"Este lugar me é familiar."
A dor...
A dor?
Apenas ira, talvez.
Quando tudo o que lhe restava era um coração vazio tomado pelo ódio agonizante, o que poderia fazer senão ferir?
Matar.
Matar.
Matar.
As lembranças nunca foram seu forte desde que deixara de ser um rato para se tornar um lobo — ratos comem apenas migalhas, lobos adoram presas maiores...
O sangue era o tempero.
O sangue em seus olhos dizia isso...
O sangue em suas mãos lhe provava. Ele o provava.
Quanto mais sangue, melhor, quanto mais dor, mais ira. Quem mais traria a máxima satisfação senão aqueles que o transformaram em tal aberração? Quem o dera tanta ira ao ponto de lhe destruir o próprio coração?
"Você sabe o que fez... Vocês criaram um monstro!"
Estava sem rumo, desenfreado e tudo era gatilho para sua fúria... Mas não era o único, não em Zaun.
Havia também um gatilho desenfreado.
Um buraco como Zaun, sob a magnificência de Piltover, era lotado de ratos — não somente os roedores —; homens conseguiam ser ainda mais sujos. Ali, uma simples rosa jamais florescia e da roseira se teria apenas os espinhos.
Beleza era para Piltover, Zaun era somente o resto sob a fumaça da grande cidade.
Uma criança corria frente aos seus caninos e caóticos olhos em meio à fumaça de um passado esquecido. Warwick mastigava algo, carne. Sequer dera-se o trabalho de lembrar qual de todos havia sido... Talvez mais um ladrão ou um pobre coitado que tivera a má sorte de cruzar seu caminho.

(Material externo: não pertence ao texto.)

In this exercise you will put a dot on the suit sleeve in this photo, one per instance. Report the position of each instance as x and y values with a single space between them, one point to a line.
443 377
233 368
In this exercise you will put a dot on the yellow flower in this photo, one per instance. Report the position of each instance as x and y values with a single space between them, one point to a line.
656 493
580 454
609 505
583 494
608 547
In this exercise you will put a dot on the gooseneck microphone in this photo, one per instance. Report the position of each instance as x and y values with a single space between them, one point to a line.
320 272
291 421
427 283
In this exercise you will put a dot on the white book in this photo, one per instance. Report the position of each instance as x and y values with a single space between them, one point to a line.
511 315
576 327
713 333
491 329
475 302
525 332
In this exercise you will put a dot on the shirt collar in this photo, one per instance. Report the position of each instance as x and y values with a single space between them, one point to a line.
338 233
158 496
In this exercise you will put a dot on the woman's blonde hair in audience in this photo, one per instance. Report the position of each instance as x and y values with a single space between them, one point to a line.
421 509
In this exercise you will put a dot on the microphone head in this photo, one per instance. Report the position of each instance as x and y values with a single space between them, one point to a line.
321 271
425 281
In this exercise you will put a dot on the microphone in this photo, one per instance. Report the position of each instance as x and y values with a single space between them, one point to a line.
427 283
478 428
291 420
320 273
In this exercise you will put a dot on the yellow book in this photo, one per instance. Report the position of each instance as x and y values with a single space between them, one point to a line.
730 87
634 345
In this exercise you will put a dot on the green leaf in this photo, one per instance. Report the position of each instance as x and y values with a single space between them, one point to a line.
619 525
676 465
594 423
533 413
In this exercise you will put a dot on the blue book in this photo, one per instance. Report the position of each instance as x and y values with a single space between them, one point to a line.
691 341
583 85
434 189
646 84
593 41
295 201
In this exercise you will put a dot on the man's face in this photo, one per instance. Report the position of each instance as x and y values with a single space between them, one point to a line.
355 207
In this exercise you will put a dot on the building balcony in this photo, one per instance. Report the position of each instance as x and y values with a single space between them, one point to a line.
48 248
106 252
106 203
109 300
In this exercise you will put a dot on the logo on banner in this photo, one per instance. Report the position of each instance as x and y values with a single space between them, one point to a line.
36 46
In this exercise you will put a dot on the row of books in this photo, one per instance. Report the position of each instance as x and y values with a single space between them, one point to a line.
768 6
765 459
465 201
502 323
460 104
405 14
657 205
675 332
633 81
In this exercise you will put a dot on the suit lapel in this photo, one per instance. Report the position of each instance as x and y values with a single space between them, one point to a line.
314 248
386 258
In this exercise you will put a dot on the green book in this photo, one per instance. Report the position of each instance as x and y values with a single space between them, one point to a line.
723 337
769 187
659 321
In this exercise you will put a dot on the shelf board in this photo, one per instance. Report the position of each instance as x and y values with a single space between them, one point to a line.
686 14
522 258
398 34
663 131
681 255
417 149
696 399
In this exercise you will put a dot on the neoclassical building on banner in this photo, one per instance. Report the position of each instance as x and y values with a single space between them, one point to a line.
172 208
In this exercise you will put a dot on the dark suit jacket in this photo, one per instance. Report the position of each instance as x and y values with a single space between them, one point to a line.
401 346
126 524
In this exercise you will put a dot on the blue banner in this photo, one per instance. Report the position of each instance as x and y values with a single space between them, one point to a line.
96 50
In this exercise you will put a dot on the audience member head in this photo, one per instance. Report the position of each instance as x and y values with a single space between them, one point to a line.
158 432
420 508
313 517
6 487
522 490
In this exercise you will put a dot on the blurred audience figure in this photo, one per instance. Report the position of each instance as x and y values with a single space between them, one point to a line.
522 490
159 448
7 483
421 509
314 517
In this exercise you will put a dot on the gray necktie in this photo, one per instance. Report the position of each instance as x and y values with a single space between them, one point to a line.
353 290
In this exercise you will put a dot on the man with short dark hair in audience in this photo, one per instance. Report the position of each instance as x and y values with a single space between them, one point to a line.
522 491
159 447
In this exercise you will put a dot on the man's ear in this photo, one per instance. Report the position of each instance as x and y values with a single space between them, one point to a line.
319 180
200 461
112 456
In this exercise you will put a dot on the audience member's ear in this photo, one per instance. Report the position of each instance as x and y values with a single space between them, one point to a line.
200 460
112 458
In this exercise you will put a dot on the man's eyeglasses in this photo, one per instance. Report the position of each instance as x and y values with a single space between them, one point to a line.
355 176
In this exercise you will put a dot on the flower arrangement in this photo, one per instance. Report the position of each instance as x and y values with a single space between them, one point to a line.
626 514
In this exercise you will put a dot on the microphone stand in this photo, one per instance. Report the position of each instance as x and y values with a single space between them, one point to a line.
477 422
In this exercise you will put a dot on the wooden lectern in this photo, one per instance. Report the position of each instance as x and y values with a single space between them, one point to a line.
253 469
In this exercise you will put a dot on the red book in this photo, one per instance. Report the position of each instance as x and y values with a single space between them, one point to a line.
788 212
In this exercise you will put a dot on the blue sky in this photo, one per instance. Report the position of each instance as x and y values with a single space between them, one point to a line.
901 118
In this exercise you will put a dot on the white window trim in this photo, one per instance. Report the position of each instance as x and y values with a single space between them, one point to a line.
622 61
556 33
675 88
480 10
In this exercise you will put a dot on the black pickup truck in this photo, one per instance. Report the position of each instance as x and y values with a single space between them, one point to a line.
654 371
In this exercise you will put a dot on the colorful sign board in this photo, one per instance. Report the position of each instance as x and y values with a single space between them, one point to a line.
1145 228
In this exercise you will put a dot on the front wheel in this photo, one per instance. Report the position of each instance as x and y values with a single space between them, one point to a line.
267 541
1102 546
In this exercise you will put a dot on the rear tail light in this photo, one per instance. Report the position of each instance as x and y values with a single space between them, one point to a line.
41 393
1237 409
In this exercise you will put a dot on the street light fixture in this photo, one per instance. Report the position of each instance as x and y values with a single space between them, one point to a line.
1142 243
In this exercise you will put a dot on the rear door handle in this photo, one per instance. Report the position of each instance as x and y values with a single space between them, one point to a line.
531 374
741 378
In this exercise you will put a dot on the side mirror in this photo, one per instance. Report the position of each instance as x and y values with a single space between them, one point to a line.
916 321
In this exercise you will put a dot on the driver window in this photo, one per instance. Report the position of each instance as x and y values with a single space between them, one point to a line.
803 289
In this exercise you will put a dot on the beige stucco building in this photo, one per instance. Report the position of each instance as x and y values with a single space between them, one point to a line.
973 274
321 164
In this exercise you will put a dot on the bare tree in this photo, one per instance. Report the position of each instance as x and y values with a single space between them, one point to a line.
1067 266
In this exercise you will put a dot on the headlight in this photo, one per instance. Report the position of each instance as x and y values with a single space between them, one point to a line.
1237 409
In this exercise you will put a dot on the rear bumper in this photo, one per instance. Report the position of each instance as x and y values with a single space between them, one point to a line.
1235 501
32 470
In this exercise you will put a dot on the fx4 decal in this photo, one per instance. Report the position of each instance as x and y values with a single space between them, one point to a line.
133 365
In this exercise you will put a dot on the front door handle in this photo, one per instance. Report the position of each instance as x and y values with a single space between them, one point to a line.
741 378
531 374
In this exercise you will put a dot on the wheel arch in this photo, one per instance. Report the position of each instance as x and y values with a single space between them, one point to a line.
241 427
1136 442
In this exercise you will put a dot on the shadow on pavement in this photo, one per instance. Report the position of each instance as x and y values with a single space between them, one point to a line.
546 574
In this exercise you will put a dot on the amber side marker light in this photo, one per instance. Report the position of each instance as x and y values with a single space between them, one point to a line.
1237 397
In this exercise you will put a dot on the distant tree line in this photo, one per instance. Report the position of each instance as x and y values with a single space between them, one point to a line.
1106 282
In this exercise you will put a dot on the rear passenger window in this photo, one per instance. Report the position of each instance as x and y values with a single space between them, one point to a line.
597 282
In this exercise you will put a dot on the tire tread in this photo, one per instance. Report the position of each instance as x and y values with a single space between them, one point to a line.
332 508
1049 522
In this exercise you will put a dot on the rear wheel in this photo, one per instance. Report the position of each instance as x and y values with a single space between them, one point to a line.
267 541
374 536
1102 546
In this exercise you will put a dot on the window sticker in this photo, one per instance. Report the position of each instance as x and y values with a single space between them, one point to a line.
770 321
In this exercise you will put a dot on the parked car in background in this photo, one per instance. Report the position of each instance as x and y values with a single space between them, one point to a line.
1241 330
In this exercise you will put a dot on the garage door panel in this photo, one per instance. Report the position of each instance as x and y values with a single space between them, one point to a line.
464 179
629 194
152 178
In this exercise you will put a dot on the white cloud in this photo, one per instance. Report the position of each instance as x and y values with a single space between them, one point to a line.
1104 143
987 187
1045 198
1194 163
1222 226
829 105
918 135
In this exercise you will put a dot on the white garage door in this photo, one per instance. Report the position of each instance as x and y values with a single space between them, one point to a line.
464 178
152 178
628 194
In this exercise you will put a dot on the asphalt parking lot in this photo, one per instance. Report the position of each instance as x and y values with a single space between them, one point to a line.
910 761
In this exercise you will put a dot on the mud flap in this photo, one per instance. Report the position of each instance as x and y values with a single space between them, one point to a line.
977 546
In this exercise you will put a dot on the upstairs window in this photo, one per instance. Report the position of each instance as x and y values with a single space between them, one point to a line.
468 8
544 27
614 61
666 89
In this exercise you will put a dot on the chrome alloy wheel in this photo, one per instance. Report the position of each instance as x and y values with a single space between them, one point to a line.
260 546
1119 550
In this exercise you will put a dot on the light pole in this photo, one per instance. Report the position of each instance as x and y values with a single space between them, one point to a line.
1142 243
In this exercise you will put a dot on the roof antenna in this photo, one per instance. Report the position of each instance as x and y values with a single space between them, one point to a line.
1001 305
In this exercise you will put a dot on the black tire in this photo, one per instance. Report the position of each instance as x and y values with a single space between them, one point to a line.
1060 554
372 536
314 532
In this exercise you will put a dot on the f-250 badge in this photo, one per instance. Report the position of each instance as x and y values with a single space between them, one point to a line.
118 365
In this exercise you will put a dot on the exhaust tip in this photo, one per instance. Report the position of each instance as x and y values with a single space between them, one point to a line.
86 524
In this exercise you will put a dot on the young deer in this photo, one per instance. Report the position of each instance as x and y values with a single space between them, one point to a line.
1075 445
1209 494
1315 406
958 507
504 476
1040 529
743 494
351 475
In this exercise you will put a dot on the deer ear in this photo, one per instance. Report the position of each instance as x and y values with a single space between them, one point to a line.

"Todos os caminhos levam a mim. Posso sentir o cheiro de sangue."
O cabelo da pequena balançava solto ao vento, efêmero, céu azul evanescente. A menina era delicada, deveria ser amável, deveria ser inteligente...
"Eu estou louco. Estou louco... Mas eu a conheço."
Deveria ser algo de sua cabeça, algo que não saíra de sua mente, não totalmente. Algo que ainda faria a ovelha se esconder sob a pele do lobo e não o contrário... Os olhos da criança cruzaram-se com os da besta. Ele a vira antes, sabia... A matara?
"Você estava lá…"
"Me deixe esquecer…!"
Havia ainda um coração humano, ainda que não físico.
Embora as lágrimas não mais existissem — aquelas matariam quem tentasse limpá-las — ele chorava. Não entendia porque estava se sentindo assim, ou porque estava sentindo algo tão diferente e sufocante, quente.
Piltover explodia frente sua visão, ao longe, enquanto uma mente neurótica ria e gritava para as autoridades, agitando a arma com que falava; mas tudo o que Warwick conseguia pensar era em sua solidão. Talvez ainda precisasse esperar.
Esperar que alguém coçasse atrás de suas orelhas...
E talvez — quem sabe — somente com ela pudesse ser um bom menino...
Mas assim que sentisse o cheiro de sangue novamente a esqueceria uma vez mais.